Children benefit more from two separated parents who’ve found peace than two married parents who make home feel like a battlefield.

6. Tolerating casual racism, sexism, and homophobia as “just jokes”

“It was a different time” is the excuse we offer for the offensive comments that peppered everyday conversation when I was young.

Racist jokes at family dinners. Sexist remarks at the office. Homophobic slurs tossed around casually.

We were told not to be so sensitive, that people didn’t mean anything by it, that it was just humor.

But here’s what I’ve come to understand: those “jokes” reinforced harmful beliefs and made spaces feel unsafe for anyone who didn’t fit a narrow mold.

Fortunately, younger generations refuse to laugh along. They call out discrimination when they hear it. Some people my age complain about “woke culture” or “cancel culture.”

What they’re really complaining about is being held accountable for words and attitudes that hurt people. Learning to speak with more consideration and respect hasn’t killed anyone. Meanwhile, the old way of doing things definitely harmed people.

7. Ignoring work-related injuries or health issues to avoid seeming weak

Do you remember when acknowledging pain or illness at work was seen as weakness? I worked with guys who came in with fevers, injuries, and serious health concerns because calling in sick meant you were soft.

In fact, accommodations for disabilities or chronic conditions barely existed, and asking for them marked you as someone who couldn’t handle the job.

I developed chronic back problems in my forties from years of poor workplace ergonomics and refusing to acknowledge pain.

I thought I was being tough. I was actually being stupid, causing damage that I’ll deal with for the rest of my life.

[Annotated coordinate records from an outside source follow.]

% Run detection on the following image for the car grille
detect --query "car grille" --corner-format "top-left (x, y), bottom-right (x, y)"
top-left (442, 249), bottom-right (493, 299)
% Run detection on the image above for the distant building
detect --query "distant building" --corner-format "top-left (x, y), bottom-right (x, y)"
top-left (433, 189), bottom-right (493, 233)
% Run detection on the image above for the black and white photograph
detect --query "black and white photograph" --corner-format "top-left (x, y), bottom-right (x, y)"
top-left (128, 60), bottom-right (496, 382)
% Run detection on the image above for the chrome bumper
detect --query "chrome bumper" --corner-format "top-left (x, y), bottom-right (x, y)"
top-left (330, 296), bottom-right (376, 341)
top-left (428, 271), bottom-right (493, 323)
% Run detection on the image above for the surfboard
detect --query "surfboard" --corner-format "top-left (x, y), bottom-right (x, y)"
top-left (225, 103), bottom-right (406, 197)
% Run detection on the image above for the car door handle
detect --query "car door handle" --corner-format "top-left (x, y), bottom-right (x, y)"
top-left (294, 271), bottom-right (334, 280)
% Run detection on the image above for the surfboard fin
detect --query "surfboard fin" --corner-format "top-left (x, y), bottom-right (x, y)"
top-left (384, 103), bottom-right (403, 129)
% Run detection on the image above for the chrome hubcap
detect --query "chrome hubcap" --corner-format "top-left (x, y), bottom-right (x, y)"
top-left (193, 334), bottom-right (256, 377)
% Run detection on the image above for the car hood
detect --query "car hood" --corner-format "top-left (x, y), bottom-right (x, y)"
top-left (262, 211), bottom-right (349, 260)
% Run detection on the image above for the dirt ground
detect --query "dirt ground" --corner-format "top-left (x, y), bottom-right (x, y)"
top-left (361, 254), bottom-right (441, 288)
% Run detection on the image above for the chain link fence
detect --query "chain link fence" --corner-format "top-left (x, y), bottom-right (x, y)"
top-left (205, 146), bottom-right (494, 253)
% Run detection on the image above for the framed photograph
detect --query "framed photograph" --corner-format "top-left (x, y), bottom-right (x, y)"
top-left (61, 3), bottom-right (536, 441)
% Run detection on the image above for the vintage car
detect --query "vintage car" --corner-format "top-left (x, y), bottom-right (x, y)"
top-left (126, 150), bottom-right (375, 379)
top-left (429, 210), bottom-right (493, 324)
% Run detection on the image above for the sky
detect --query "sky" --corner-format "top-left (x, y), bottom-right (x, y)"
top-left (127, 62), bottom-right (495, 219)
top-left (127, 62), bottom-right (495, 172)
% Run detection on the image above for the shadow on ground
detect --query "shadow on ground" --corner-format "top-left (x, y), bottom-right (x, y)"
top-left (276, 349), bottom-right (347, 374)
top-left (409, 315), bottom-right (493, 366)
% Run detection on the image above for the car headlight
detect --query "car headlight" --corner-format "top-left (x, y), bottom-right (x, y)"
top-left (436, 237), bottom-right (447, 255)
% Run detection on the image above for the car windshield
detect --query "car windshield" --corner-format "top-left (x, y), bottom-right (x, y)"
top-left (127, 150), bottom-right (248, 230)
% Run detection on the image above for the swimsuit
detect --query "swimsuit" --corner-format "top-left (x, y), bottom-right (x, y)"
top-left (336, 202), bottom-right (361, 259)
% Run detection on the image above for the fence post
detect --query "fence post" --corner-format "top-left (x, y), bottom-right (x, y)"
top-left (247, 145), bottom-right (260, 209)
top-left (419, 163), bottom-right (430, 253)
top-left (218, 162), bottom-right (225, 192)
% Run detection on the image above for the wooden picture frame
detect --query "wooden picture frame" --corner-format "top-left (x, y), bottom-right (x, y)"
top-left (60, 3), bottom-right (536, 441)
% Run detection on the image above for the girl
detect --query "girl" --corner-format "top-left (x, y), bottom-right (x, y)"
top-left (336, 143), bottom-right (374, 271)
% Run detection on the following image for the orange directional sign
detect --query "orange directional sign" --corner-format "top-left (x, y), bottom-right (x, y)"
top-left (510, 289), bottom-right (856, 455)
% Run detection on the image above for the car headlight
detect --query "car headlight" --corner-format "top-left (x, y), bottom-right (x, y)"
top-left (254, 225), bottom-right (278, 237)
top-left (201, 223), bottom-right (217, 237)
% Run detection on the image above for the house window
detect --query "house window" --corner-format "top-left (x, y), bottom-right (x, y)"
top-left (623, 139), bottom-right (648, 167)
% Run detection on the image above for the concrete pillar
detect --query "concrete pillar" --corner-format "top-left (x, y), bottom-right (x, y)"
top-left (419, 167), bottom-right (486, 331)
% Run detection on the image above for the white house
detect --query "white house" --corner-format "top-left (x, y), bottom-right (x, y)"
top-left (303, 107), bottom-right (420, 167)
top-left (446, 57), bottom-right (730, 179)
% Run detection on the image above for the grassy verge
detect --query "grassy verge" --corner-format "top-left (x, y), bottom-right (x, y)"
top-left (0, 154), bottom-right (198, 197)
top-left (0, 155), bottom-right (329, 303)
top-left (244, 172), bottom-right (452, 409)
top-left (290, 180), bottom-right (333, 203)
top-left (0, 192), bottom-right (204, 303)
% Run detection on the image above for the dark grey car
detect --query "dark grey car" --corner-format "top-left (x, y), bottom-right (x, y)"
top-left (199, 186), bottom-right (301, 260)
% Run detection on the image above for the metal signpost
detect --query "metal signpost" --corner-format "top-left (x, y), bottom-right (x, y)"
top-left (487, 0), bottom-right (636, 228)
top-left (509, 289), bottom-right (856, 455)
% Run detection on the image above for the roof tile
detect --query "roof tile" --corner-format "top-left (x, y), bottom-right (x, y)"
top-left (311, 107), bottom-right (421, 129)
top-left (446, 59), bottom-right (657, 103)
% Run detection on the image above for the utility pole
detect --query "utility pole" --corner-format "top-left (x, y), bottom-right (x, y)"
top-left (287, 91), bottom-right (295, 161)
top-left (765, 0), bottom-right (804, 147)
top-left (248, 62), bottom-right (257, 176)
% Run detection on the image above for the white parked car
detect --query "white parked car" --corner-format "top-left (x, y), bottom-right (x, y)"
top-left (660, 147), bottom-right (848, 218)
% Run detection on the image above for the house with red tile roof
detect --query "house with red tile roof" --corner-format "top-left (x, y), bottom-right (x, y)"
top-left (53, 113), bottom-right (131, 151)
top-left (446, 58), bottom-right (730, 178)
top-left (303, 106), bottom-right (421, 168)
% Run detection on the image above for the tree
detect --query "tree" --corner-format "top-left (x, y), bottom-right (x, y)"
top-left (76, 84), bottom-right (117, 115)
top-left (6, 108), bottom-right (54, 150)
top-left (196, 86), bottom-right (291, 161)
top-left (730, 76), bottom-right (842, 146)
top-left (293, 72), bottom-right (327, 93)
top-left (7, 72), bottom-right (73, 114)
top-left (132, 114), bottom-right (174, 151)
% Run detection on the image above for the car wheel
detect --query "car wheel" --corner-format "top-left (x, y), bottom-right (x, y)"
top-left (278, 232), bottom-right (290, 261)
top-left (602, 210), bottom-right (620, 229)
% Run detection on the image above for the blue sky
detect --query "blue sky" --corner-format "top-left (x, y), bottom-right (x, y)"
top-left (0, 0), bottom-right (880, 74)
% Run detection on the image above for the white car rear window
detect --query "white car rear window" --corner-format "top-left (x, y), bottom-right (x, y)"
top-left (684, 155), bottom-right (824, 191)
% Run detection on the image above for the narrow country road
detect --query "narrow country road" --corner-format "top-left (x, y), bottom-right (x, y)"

In contrast, younger workers advocate for proper equipment, reasonable accommodations, and the right to address health concerns without judgment.

They take sick days when they’re actually sick instead of spreading illness around the office. They ask for what they need to do their jobs safely.

My generation sees this as coddling. I see it as common sense we should’ve practiced all along.

Learning from the shift

Writing this has forced me to confront some uncomfortable truths about patterns I accepted and perpetuated for decades.

Change often feels threatening, especially when it challenges beliefs we’ve built our lives around. But watching younger generations reject these toxic habits has taught me something valuable: traditions and norms deserve examination rather than blind acceptance.

Some of the old ways served us well. Many didn’t. The courage to look at long-standing practices and say “this isn’t working” or “this causes harm” represents progress, not weakness.

My generation likes to talk about how tough we are, how much we could endure. Maybe real toughness involves admitting when we got things wrong and supporting those who are building something better.